Over the past year, the National Labor Relations Board (NLRB) has aggressively enforced employees’ rights under Section 7 in the context of social media, such as Facebook, Twitter, or LinkedIn. The NLRB has also focused on employers’ social media policies, which may violate the NLRA if they “reasonably tend to chill employees in the exercise of their Section 7 rights.”
In August of 2011, the General Counsel of the NLRB released a report addressing the issue of Section 7 rights in the context of social media. The Report describes the General Counsel’s position with respect to 14 cases involving activities that are arguably protected under Section 7 and policies that are arguably overbroad under Section 7. One of the primary takeaways from the Report is that the best way for an employer to ensure that its social media policy will not be considered to be overbroad and, therefore, in violation of Section 7, is to include limiting language in the policy to clarify that Section 7 activities are not prohibited.
In the Report, the General Counsel stated that the NLRB considers the following types of policies overbroad under Section 7:
- A policy that prohibited employees from posting pictures of themselves in any media, including the internet, which depict the company in any way, including a company uniform, corporate logo, or company vehicle;
- A policy that prohibited employees from making disparaging comments when discussing the company or the employee’s superiors, coworkers, and/or competitors; and
- A policy that prohibited employees from using the company name, address, or other information on their personal profiles.
The Report also stated that the following types of policies were overbroad because they did not contain limiting language to remove potential ambiguities regarding whether Section 7 activity is prohibited:
- A policy that prohibited “offensive conduct” and “rude and discourteous behavior;”
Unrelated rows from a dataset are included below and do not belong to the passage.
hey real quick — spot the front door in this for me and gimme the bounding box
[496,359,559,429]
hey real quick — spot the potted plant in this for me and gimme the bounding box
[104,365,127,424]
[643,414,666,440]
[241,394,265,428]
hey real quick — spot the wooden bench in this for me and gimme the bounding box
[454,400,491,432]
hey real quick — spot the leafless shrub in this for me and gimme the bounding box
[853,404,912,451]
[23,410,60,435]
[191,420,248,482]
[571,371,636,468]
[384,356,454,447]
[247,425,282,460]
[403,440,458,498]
- A policy that prohibited “inappropriate discussions” about the company, management, and/or coworkers;
- A policy that prohibited “any communication or post that constitutes embarrassment, harassment or defamation of the [employer] or of any . . . employee, officer, board member, representative, or staff member [of the employer];”
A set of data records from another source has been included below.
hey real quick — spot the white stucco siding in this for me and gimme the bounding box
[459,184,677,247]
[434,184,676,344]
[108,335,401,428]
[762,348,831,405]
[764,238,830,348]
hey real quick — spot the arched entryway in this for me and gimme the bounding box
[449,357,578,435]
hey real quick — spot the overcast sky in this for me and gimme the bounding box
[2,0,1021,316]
- A policy that prohibited “statements that lack truthfulness or that might damage the reputation or goodwill of the hospital, its staff, or employees;”
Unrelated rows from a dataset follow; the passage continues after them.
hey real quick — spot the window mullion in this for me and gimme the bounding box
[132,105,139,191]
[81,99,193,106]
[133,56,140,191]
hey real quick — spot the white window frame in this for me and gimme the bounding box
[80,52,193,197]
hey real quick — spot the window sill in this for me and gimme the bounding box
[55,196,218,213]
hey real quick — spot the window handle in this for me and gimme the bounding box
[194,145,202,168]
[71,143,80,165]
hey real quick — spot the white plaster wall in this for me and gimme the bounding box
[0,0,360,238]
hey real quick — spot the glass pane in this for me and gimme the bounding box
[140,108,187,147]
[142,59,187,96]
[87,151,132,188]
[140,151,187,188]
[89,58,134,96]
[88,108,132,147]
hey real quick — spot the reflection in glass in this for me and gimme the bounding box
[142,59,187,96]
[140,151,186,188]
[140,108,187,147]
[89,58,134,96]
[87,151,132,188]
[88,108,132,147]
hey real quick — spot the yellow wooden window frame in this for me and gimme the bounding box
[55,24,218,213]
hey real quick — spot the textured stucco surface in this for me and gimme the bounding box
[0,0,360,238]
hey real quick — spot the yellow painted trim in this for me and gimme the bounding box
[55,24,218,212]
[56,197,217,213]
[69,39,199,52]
- A policy that prohibited employees from “talk[ing] about company business on their personal accounts . . ., posting anything that they would not want their manager or supervisor to see or that would put their job in jeopardy . . . disclosing inappropriate or sensitive information about the Employer . . . [or] posting any pictures or comments involving the company or its employees that could be construed as inappropriate.
In addition, the Report stated that a policy that prohibited “using any social media that may violate, compromise, or disregard the rights and reasonable expectations as to privacy or confidentiality of any person or entity” was overbroad because the policy “provided no definition or guidance as to what the Employer considered to be private or confidential.”
Given the broad scope of the types of policies that the NLRB considers to be overbroad under Section 7, the best way for employers to reduce their potential liability is to include some limiting language in their social media policies to clarify that Section 7 activities are not prohibited. By including limiting language in a social media policy, an employer should be able to reduce the risk that the NLRB will find that its policy is unlawfully overbroad under Section 7.